The Evil Queens – Lovesong Werewolves – Review

theevilqueens200The Evil Queens

Lovesong Werewolves (Sunken Treasure)
By Craig Regala

I really dig how these guys have molded their ’80s alternative/post punk rootage into a more physical, powerful, musical rock attack. They have a distinct clanging and staccato chop, parry and thrust birthed when the Midwest absorbed The Wire, Gang of Four, Birthday Party, and Fall’s “post punk” energy flow into a culture that rhythmically rocked as a matter of course. Ho-zanna! Herein, the tunes are strong, playing spot-on, and it’s recorded well by John Chinn, a guy who knows what the fuck’s what. First and foremost, The Evil Queens have a distinct identity rolling thru different tempos and structures without pandering or irony. Most of’m did time in Our Flesh Party in the mid-’90s, a band that started out kinda alt.funky.rock and whittled it into a ball of wire, backbone, and meat that stands up to Fugazi, Quicksand, and Barkmarket’s lumpen tension-release electrocuted groove. Their second record, whence it all rose up, is titled Manifest Destiny, and it’s a good one. You can take The E.Q.’s as honing that well-hewn walking stick into a lance t’ poke, prod, and draw a little blood from you, the deserving consumer.

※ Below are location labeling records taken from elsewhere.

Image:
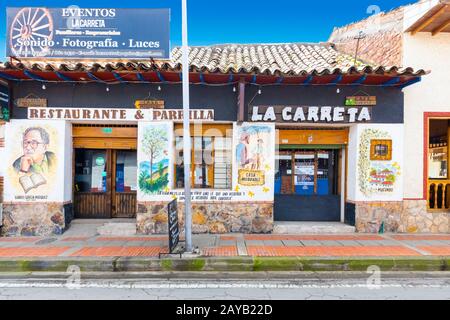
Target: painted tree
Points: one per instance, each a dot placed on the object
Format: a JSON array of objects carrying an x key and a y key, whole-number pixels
[{"x": 153, "y": 144}]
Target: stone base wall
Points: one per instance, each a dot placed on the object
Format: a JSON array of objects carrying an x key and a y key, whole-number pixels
[
  {"x": 211, "y": 217},
  {"x": 37, "y": 219},
  {"x": 408, "y": 216}
]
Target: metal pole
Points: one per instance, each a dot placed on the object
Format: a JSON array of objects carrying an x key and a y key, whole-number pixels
[{"x": 186, "y": 132}]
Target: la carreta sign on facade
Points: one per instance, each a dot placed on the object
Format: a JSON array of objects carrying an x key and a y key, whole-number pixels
[{"x": 75, "y": 32}]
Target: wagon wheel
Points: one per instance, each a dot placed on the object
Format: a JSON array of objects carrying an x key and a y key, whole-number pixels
[{"x": 31, "y": 25}]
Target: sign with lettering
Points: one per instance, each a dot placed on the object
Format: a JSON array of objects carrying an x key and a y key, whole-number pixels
[
  {"x": 75, "y": 32},
  {"x": 361, "y": 101},
  {"x": 149, "y": 104},
  {"x": 251, "y": 177},
  {"x": 311, "y": 114},
  {"x": 31, "y": 102},
  {"x": 115, "y": 114},
  {"x": 174, "y": 231}
]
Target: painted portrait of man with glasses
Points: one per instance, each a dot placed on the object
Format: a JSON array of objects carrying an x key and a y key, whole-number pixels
[{"x": 36, "y": 158}]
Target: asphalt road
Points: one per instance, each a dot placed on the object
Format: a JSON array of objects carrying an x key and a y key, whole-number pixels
[{"x": 286, "y": 286}]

The Evil Queens were slotted to play with Totimoshi and Nebula last week, but bowed out. Fuckers. It woulda been cool to see’m in front of that audience. Not theirs but open-minded (stoned?), enough to grasp the flow and attack for what it is. Besides post-punkliness (or hell, part of its impetus), strip the starklystructured King Crimson stuff down to its gears (Faust-Crimson?) and grab some of the hard art rock gunk of High Tide as part of the push-you, pull-me’isms evident in The Evil Queens attack. Take that pile-o’prog/crunch (sans anything that feels like it belongs in a Yes or Mars Volta composition), compact its rhythm/blurt into a nifty car crash of a tune, and slip on yer dad’s Big Black T-shirt (it’ll fit great). Now your battlearm’s ready to swivel for real. These jokers are three records in and show no sign of flagging. Like good mid-Westerners, they keep on keepin’ on an’ take it to the stage.

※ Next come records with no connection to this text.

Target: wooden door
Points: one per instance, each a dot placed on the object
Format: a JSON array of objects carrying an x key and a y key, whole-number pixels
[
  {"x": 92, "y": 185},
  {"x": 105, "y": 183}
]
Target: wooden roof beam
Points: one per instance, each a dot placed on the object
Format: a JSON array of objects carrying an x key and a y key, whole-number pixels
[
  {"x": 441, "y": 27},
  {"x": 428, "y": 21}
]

The other units I’d throw on the mix-tape for your compare’m/contrast’m pleasure would be: The Mark of Cain, Slot, Shellac, Morsel, The Laughing Hyenas, Cursive, Modey Lemon, Below the Sound, Th’ Faith Healers, The Gang of Four, The Means, the half dozen tunes by Sonic Youth that actually rock, My Dad Is Dead, The Birthday Party, Six Finger Satellite when they delt with guitars, Freshkills, Helios Creed, and The Hot Snakes.